Jdsg, since i work in the oil industry, I actually did a very similar analysis, with data all the way back to year 2000...

pls email me and i'll send you the charts... my macro professor loved it!

btw, this trend will continue in the next 6-12 months. You can expect dollar to continue weakening against the Euro. Reason? Quite simple actually.

The US Government is expected to continue lowering interest rate (the Fed Rsv target rate). You can see that in the inverted bond yield curve that builds market expectations into it (see

In any case, the Euro central bank is planning to hold tight on int rates. It is more concerned about inflation than growth. The US is more concerned about growth at this time than inflation.

When interest rates go up in Europe, and go down in US, people move their deposits/"safe" investments into European banks. That means they sell dollars and buy Euros in order to hold in banks. Demand for US dollars goes up, and price (like any other commodity) goes down.

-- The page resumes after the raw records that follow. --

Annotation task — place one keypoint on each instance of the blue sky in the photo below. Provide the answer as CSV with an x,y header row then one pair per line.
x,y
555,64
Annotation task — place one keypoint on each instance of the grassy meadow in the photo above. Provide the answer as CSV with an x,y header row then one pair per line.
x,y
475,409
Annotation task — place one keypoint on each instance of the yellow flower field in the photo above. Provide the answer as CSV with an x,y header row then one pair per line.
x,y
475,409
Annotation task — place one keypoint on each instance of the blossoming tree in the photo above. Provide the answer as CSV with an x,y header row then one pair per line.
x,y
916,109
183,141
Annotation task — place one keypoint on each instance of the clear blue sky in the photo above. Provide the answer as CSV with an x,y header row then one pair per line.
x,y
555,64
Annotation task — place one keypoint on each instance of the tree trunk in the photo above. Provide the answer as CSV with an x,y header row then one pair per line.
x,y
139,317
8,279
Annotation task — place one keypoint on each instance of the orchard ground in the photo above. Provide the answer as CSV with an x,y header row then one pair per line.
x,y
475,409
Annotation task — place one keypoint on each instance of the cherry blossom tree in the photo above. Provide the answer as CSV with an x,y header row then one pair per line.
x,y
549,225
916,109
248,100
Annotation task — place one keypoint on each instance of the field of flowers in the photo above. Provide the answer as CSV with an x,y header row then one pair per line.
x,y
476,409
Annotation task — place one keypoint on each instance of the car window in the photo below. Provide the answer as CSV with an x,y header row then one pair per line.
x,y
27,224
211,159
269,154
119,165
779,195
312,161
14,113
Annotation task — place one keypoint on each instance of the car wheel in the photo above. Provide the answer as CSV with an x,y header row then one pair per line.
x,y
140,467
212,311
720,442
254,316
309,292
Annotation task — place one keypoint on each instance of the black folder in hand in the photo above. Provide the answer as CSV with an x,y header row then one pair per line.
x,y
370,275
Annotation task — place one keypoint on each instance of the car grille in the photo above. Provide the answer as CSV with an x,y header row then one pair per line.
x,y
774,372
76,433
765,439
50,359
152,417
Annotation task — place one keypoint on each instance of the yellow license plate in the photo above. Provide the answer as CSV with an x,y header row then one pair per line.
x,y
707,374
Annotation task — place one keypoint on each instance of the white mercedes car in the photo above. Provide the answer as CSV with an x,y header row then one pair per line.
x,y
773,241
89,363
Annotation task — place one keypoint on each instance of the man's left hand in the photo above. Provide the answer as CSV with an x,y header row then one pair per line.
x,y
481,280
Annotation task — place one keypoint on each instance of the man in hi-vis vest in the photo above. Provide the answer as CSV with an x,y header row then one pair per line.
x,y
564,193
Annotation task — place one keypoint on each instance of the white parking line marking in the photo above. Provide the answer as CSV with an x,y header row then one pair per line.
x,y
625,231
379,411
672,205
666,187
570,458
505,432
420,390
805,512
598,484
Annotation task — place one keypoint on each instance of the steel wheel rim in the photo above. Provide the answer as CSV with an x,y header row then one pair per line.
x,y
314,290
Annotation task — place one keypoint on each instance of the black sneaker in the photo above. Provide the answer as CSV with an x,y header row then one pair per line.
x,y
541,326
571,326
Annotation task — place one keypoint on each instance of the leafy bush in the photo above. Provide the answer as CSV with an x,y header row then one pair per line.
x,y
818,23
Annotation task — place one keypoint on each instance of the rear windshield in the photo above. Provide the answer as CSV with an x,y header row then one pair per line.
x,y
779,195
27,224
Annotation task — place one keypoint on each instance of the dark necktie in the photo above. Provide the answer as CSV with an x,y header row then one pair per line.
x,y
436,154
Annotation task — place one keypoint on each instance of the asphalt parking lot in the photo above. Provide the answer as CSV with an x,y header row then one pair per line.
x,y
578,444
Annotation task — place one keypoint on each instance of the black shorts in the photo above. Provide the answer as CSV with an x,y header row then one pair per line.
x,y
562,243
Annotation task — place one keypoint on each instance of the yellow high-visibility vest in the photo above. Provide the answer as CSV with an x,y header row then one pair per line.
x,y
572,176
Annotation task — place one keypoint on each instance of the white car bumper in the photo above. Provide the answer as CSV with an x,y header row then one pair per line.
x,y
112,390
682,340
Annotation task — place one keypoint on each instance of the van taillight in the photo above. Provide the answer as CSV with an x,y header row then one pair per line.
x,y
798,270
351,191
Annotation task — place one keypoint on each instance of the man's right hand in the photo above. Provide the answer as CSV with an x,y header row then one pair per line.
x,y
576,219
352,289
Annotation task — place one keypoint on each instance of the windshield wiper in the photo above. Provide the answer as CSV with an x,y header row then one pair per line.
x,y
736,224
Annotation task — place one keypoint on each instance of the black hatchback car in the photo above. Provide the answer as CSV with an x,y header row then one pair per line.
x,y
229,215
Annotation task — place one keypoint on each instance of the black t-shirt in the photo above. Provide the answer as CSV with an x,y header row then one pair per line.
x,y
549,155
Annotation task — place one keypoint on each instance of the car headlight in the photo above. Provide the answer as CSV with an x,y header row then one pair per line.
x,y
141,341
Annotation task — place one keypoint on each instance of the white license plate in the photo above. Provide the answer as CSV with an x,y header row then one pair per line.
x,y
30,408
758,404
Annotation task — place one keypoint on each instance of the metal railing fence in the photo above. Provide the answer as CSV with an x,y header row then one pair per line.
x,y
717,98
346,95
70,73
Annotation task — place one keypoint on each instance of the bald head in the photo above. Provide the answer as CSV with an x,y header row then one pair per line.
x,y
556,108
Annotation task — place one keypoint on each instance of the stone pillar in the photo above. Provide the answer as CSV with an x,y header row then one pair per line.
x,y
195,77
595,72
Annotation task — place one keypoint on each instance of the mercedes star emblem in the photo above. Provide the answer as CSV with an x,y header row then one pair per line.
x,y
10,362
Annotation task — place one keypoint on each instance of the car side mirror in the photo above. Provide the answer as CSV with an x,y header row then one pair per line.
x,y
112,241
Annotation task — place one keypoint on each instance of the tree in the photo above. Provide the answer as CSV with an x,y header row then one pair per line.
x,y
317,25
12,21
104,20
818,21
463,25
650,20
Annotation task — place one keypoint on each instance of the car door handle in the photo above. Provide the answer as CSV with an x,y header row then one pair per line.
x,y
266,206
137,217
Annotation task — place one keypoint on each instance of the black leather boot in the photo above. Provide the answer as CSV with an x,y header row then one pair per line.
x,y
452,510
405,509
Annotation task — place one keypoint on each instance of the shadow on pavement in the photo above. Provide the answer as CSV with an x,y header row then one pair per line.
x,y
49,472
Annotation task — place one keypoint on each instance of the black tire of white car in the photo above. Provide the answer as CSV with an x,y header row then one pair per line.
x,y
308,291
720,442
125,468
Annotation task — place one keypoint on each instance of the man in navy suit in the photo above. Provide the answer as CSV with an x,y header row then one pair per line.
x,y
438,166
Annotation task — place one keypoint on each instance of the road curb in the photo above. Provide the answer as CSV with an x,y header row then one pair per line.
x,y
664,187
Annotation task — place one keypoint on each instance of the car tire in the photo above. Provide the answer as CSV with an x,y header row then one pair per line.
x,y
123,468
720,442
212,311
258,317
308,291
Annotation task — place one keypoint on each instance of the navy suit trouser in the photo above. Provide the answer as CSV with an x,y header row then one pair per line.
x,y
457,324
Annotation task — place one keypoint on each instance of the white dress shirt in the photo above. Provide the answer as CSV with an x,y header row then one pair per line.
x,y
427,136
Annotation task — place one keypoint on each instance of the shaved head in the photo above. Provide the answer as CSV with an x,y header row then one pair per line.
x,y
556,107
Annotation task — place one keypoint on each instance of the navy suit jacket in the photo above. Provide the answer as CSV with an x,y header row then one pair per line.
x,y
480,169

Right now is not the time to hold dollars or any other dollar-pegged currency (riyal!) and move into Euros.

Since oil is priced in dollars, it will continue to go up, not because of demand and supply dynamics in the oil market, but mostly due to the currency devaluation. In fact, if the dollar had held up with the Euro for the last 5 years, oil would be about $60/bbl.

Hope Jdsg can post the graphs that add to the analysis...

enjoyed it!

Amad said...

my email

amad said...

"Demand for US dollars goes up, and price (like any other commodity) goes down. "

I meant of course, demand for US dollars goes DOWN, and price goes down

M. Hussain said...

Sallam JD,

Thanks for the article. For me there are a few things playing out that are very significant. The fall of the dollar is definitely one of them. Some others are:

1. The variance between the LIBOR rate and the Fed which has switched so that the Fed rate is now on a premium to the LIBOR.

2. The real price of commodities discounting inflation.

3. The rapid depreciation of the US Dollar over the past 7 years.

4. The collapse of the sub-prime market and the domino effect it has on the US economy.

As for the variance in exchange rates its beyond just interest rate differences but also the higher inflation rate in the US economy which is being hidden by the Fed. this is a result of Bernanke's policy of attempting to revive the US economy by injecting liquidity. It is also perhaps a result of the BOP defecit coming to roost now that the trade deficit is not being compensated by capital inflows to the same extent.

Fundamentally, I believe that the boom post 2001 was engineered by government expenditure expansion, but this has now reached its limit, and being a quick fix has created its own set of problems.. notably the decrreasing efficiency of resource allocation. the PPT which was a conspiracy theory till recently when it was made official has also led to missallocation and harmed the fundamental characteristic of the US economy - ruthless market efficiency; when Longterm capital was bailed out, when (as many believe) the Fed intervened to revive the stock market after 9/11, and when again perhaps it has started doing the same during the present downturn, its changed the very unique characteristic of the US economy - that of free markets and made it more of a managed "free" market.

With continued rampant mismanagement of fiscal and monetary policy, it is likely that the exchange rate will continue to fall, and the increase in exports that Bernanke is hoping for due to the lower exchange rate will never come (why? I think because US companies are facing far higher inflation rates at home than is being reported and US exports typically have not been very price sensitive, and there are too many tough competitors in their main export markets for US companies to win by simply lowering prices, and last but not the least, typically US companies have followed a strategy that has not been cost based so lower prices would put them in a different market segment).